Interest rates could stay low for longer than anyone now projects

02/02/2010 1:18 pm EST


Jim Jubak

Founder and Editor,

The Reserve Bank of Australia, the country’s central bank, surprised just about everybody by keeping its benchmark interest rate unchanged today, February 2.

All 20 economists surveyed by Bloomberg had predicted a quarter-percentage-point increase to 4%. Futures markets rated odds of an increase at 74%.

Why do you care if you don’t live in Australia or own much in the way of Australian stock and bonds?

Because the decision indicates that central banks in the rest of the world are going to be very cautious, even more cautious than financial markets now expect, about raising interest rates very quickly.

The Reserve Bank of Australia’s pause came after three rate increases. Australia was the first country in the developed world to raise interest rates after the global economic crisis. And it has become something of an indicator for central bank interest rate policies.

The central bank’s decision to pause came as business confidence fell to a six-month low and evidence grew that the bank’s rate increases in October, November and December were hurting home sales. Borrowing for home buying fell to a five-year low last month.

The pause in interest rate increases sent the Australian dollar to a six week low after the central bank’s announcement.

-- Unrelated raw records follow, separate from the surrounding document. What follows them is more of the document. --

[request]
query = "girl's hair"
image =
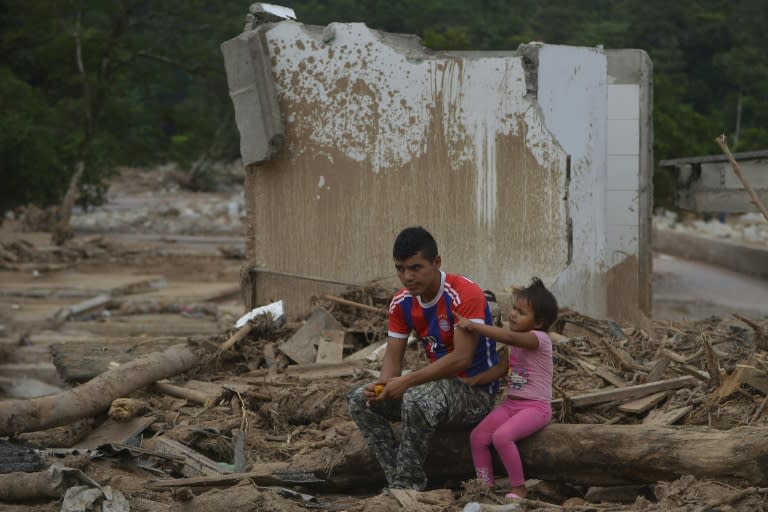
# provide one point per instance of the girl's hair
(542, 302)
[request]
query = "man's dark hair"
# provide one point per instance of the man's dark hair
(413, 240)
(542, 302)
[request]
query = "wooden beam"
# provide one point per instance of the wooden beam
(629, 392)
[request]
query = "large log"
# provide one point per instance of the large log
(96, 395)
(590, 455)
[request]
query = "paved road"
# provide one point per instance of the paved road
(684, 289)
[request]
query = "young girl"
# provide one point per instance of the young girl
(526, 408)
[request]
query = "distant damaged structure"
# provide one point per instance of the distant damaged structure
(529, 162)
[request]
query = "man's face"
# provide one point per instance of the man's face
(419, 275)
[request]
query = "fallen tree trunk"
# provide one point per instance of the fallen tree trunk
(96, 395)
(589, 455)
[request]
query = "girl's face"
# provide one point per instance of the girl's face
(521, 318)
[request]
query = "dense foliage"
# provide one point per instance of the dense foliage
(137, 82)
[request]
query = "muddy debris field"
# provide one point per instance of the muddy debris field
(128, 385)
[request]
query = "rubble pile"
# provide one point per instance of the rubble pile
(233, 419)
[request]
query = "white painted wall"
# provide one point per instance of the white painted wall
(572, 93)
(623, 162)
(381, 134)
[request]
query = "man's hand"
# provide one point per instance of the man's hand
(394, 389)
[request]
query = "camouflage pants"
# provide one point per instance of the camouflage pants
(421, 411)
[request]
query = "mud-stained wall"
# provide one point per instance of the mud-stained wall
(506, 157)
(380, 135)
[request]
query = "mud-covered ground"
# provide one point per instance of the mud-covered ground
(257, 409)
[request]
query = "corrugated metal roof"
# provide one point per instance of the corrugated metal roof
(747, 155)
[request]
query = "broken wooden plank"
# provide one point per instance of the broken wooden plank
(344, 368)
(366, 351)
(629, 392)
(190, 395)
(330, 347)
(302, 346)
(96, 395)
(80, 362)
(623, 357)
(364, 307)
(195, 463)
(587, 454)
(113, 432)
(668, 417)
(657, 372)
(85, 306)
(263, 474)
(275, 310)
(610, 377)
(713, 365)
(643, 404)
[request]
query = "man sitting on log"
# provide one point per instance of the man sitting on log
(433, 396)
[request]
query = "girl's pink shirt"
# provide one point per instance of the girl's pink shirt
(530, 371)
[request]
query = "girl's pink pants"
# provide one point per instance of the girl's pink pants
(511, 421)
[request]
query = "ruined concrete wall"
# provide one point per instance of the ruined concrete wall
(501, 155)
(380, 135)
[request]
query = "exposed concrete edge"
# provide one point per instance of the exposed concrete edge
(745, 259)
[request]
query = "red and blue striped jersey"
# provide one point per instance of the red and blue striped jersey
(434, 322)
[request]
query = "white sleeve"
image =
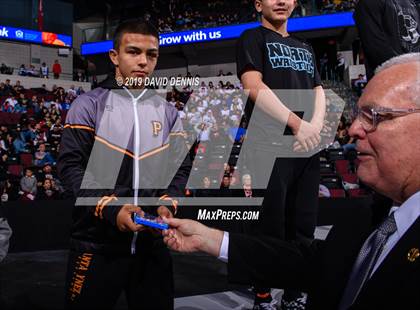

In the long range, the pause certainly suggests that even when the Federal Reserve and the European Central Bank start to raise rates late in 2010 or early in 2011, the increases will be very, very gradual so that those central banks can be certain that they aren’t slowing what still looks like a below-trend economic recovery from a recession in those economies.

We could well have low interest rates for longer than almost anyone now expects.